The THC in marijuana causes the brain to produce more dopamine, which increases levels of surface happiness. Many antidepressants such as WelButrin are dopamine uptake-inhibitors, which like marijuana, allows for there to be more dopamine accessible to the receptors.
Also, depression is often paired with anxiety. The over-activity of the HPA axis is the usual culprit for this. Marijuana use calms this section of the brain, causing an ease of anxiety.

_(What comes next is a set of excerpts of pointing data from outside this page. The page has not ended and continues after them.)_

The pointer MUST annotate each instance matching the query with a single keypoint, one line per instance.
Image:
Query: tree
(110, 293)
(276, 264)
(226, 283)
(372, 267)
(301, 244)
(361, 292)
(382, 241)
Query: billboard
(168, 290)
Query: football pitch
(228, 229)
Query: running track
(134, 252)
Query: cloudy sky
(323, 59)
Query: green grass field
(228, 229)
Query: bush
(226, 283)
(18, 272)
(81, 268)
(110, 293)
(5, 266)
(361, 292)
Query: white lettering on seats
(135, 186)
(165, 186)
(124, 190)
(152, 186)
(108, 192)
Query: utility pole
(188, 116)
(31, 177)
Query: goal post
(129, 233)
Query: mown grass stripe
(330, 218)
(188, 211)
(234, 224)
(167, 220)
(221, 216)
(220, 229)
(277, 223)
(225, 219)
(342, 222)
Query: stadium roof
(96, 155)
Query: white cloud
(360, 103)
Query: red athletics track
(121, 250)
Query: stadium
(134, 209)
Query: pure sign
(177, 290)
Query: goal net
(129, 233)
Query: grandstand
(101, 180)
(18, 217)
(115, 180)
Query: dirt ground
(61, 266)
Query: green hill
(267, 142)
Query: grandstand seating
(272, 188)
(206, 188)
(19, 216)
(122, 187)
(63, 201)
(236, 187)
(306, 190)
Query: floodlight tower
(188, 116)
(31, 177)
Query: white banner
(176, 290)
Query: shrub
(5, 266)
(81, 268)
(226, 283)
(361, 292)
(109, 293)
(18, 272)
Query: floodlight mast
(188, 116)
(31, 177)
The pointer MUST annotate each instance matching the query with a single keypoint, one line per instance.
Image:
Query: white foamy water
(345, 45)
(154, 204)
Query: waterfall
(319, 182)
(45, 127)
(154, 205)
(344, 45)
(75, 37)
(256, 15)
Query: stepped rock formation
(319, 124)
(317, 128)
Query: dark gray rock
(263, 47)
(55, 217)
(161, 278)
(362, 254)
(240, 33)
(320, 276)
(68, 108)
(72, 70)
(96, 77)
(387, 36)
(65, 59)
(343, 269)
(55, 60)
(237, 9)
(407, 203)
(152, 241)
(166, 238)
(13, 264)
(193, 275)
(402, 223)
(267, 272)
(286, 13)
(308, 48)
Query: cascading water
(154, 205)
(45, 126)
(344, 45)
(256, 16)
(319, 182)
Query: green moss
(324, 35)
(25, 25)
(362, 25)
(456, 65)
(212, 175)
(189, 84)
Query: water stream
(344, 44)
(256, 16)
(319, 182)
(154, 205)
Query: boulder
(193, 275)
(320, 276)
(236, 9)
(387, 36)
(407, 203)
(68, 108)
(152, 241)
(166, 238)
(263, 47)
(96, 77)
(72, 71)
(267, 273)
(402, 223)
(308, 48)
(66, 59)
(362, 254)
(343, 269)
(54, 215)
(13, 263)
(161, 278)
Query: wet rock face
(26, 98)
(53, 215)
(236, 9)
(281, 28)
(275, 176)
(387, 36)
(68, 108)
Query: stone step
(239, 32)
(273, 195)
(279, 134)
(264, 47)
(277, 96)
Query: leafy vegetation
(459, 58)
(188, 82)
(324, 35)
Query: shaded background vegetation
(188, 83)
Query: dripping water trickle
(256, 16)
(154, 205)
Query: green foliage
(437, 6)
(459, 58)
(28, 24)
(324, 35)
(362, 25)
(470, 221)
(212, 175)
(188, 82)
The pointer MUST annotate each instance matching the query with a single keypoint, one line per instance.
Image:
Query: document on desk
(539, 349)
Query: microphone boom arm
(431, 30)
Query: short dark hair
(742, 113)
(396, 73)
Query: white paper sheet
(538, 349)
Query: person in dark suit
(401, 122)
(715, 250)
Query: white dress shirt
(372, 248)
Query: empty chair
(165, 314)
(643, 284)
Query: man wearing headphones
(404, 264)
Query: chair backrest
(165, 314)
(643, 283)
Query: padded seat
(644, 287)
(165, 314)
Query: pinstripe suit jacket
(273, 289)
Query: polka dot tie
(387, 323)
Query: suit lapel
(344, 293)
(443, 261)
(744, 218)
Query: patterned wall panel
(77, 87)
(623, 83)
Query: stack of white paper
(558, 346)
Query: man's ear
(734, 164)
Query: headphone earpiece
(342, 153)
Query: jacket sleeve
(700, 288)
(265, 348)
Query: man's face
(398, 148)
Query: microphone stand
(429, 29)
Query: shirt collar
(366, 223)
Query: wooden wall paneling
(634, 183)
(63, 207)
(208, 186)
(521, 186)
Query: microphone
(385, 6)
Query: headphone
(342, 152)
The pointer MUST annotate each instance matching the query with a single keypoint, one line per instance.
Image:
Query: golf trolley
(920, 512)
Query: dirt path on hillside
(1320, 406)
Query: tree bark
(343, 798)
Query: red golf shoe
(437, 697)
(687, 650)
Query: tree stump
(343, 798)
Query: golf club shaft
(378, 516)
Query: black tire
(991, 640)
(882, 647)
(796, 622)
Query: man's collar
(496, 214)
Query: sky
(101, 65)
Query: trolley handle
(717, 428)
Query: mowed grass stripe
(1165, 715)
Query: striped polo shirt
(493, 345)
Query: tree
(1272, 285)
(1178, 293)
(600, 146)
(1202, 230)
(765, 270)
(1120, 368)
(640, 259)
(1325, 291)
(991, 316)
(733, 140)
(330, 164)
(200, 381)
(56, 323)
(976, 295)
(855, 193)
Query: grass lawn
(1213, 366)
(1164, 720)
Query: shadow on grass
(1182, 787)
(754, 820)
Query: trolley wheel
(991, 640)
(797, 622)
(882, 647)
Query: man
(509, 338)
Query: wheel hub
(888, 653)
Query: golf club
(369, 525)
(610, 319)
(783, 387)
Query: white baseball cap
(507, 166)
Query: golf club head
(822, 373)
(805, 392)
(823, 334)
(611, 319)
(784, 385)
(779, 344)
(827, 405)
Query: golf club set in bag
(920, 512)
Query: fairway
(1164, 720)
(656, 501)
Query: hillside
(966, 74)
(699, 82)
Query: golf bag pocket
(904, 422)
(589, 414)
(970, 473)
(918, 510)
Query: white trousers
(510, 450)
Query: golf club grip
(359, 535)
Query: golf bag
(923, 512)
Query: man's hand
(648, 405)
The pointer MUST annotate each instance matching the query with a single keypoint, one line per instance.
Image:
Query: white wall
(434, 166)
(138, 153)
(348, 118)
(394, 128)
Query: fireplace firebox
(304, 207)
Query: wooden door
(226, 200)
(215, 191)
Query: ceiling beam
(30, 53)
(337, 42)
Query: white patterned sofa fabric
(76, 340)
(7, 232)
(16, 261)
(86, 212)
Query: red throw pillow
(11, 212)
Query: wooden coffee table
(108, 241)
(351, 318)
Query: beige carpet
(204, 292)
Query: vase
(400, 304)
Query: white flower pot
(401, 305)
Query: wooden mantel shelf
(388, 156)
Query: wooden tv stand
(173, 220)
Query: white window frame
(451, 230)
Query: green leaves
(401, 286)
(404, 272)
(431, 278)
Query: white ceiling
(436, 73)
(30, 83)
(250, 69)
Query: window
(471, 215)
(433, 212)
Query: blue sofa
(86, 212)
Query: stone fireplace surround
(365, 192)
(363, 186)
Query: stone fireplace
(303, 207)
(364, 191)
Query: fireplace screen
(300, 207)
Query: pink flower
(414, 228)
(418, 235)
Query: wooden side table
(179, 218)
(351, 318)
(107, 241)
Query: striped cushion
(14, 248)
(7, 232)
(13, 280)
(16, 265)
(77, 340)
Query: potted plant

In my experience, marijuana is possibly the best anti-depressant there is. It has few long-term side-effects, so it's safe for a large portion of the population. It's effects, which usually bring about happiness and mild euphoria nearly instantly. In general, the prohibition of marijuana, and it's classification as a schedule 1 drug, are ideas whose time has long passed.
I am 16 & started noticing that I am very depressed. When I smoke weed I feel more happy and I feel like I can do anything without a problem. When I'm not high I am very low a depressed. I feel like everything bothers me when I'm not high. When I am high I'm very friendly smiling & laughing enjoying life. I feel like weed does help with depresstion.
Marijuana is depressant in nature. I believe there are many pharmacological uses of the substance, but depression is not one of them. Much like alcohol, the use of marijuana may seem to alleviate depression symptoms in the short term, but long-term use can only serve to worsen clinical depression. I believe most medical studies would support this argument.
Although I am not entirely sure, I would guess that marijuana does not help depression. I would think that it would even make depression worse for the person since I think that it is considered a downer, like alcohol. It could also cause the person to become addicted, which can make the depression worse as well.
Depression, to me, is just a state of mind. There is no doubt in my mind that people who are depressed need help, but thinking that a mind altering plant can help you to a happy life, i believe you are seriously wrong. Marijuana has the power to help you forget that you are depressed. The depression will be there until you fix the issue. marijuana only covers it up.